Spatial and temporal intra-tumoral heterogeneity in advanced HGSOC: Implications for surgical and clinical outcomes

Limited evidence exists on the impact of spatial and temporal heterogeneity of high-grade serous ovarian cancer (HGSOC) on tumor evolution, clinical outcomes, and surgical operability. We perform systematic multi-site tumor mapping at presentation and matched relapse from 49 high-tumor-burden patients, operated up front. From SNP array-derived copy-number data, we categorize dendrograms representing tumor clonal evolution as sympodial or dichotomous, noting most chemo-resistant patients favor simpler sympodial evolution. Three distinct tumor evolutionary patterns from primary to relapse are identified, demonstrating recurrent disease may emerge from pre-existing or newly detected clones. Crucially, we identify spatial heterogeneity for clinically actionable homologous recombination deficiency scores and for poor prognosis biomarkers CCNE1 and MYC. Copy-number signature, phenotypic, proteomic, and proliferative-index heterogeneity further highlight HGSOC complexity.
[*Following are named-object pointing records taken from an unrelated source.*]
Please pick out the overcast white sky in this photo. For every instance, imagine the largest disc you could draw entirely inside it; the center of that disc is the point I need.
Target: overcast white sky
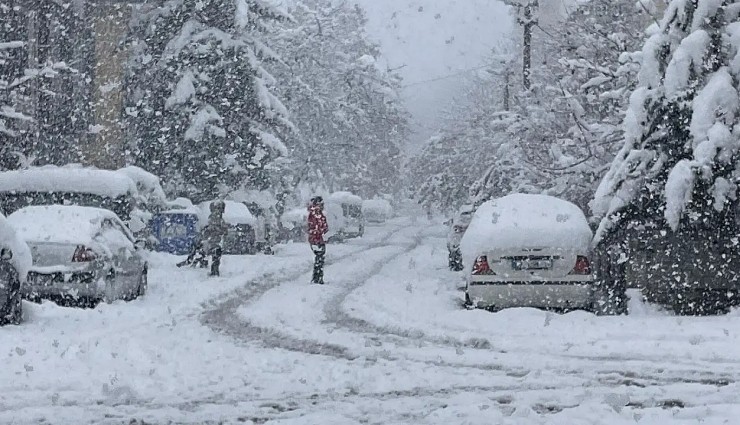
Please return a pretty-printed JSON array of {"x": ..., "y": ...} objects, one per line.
[{"x": 433, "y": 39}]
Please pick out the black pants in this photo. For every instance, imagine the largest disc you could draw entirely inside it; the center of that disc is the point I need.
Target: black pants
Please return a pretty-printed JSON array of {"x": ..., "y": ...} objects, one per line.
[
  {"x": 216, "y": 261},
  {"x": 318, "y": 264}
]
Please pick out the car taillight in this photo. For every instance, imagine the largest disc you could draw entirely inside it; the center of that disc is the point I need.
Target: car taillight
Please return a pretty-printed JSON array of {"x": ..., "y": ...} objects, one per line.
[
  {"x": 481, "y": 267},
  {"x": 459, "y": 229},
  {"x": 83, "y": 254},
  {"x": 582, "y": 266}
]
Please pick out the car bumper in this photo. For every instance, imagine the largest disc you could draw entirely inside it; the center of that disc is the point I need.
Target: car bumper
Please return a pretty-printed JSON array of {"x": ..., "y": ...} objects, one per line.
[
  {"x": 84, "y": 283},
  {"x": 565, "y": 294}
]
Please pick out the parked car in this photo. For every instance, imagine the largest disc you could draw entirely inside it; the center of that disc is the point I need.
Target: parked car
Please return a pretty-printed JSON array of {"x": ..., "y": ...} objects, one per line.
[
  {"x": 15, "y": 260},
  {"x": 262, "y": 205},
  {"x": 529, "y": 251},
  {"x": 68, "y": 185},
  {"x": 81, "y": 255},
  {"x": 376, "y": 210},
  {"x": 458, "y": 225},
  {"x": 344, "y": 216},
  {"x": 294, "y": 225},
  {"x": 264, "y": 227},
  {"x": 240, "y": 238}
]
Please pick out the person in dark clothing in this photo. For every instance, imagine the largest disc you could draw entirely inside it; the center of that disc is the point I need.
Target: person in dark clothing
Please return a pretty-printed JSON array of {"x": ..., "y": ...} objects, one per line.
[
  {"x": 209, "y": 241},
  {"x": 317, "y": 228}
]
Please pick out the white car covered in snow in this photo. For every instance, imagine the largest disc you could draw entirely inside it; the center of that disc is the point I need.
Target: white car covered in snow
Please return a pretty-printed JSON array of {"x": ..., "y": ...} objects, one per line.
[
  {"x": 81, "y": 255},
  {"x": 15, "y": 260},
  {"x": 376, "y": 210},
  {"x": 68, "y": 185},
  {"x": 240, "y": 238},
  {"x": 344, "y": 215},
  {"x": 529, "y": 251}
]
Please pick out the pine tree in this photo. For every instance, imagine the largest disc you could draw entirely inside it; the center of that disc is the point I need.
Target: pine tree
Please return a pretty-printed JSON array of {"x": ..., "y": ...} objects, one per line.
[
  {"x": 675, "y": 176},
  {"x": 200, "y": 102},
  {"x": 350, "y": 118}
]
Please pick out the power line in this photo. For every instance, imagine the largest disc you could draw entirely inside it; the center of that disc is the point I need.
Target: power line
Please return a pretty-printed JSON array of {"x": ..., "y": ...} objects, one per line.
[{"x": 446, "y": 77}]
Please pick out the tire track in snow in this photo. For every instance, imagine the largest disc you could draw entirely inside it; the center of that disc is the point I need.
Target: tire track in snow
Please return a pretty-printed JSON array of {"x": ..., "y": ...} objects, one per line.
[{"x": 221, "y": 315}]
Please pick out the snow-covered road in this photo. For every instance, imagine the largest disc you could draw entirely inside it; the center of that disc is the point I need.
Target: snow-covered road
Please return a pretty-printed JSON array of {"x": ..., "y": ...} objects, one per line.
[{"x": 384, "y": 342}]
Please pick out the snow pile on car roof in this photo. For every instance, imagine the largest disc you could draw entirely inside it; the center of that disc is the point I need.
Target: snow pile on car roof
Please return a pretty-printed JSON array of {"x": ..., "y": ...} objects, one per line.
[
  {"x": 59, "y": 223},
  {"x": 72, "y": 179},
  {"x": 148, "y": 185},
  {"x": 344, "y": 198},
  {"x": 525, "y": 221},
  {"x": 379, "y": 209},
  {"x": 235, "y": 213},
  {"x": 181, "y": 206},
  {"x": 262, "y": 198},
  {"x": 9, "y": 239},
  {"x": 294, "y": 216}
]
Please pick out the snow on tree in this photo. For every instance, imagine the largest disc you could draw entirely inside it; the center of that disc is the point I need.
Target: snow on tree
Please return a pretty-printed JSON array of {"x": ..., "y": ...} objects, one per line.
[
  {"x": 559, "y": 135},
  {"x": 201, "y": 109},
  {"x": 349, "y": 116},
  {"x": 677, "y": 172},
  {"x": 38, "y": 121}
]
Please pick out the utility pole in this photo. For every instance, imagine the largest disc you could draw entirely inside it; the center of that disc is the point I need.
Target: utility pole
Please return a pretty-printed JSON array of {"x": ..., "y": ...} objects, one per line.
[{"x": 527, "y": 18}]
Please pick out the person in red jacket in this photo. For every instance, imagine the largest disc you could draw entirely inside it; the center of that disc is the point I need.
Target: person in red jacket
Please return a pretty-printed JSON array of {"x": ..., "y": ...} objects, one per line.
[{"x": 317, "y": 228}]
This study explores HGSOC evolution and dissemination across space and time, its impact on optimal surgical cytoreductive effort and clinical outcomes, and its consequences for clinical decision-making. [Display omitted] •Multi-site tumor profiling of high-disease-burden HGSOC patients across space and time•Distinct tumor evolution patterns identified from initial diagnosis to relapse•HRD scores and genomic biomarkers demonstrate spatial and temporal heterogeneity•No adverse tumor profiles identified that preclude patients from cytoreductive effort Cunnea et al. profile a cohort of advanced, high-tumor-burden high-grade serous ovarian cancer patients using systematic, multi-site, multi-level mapping to demonstrate tumor evolution from initial diagnosis through to matched relapse. They report distinct patterns of tumor evolution and extensive spatial and temporal heterogeneity in actionable genomic biomarkers.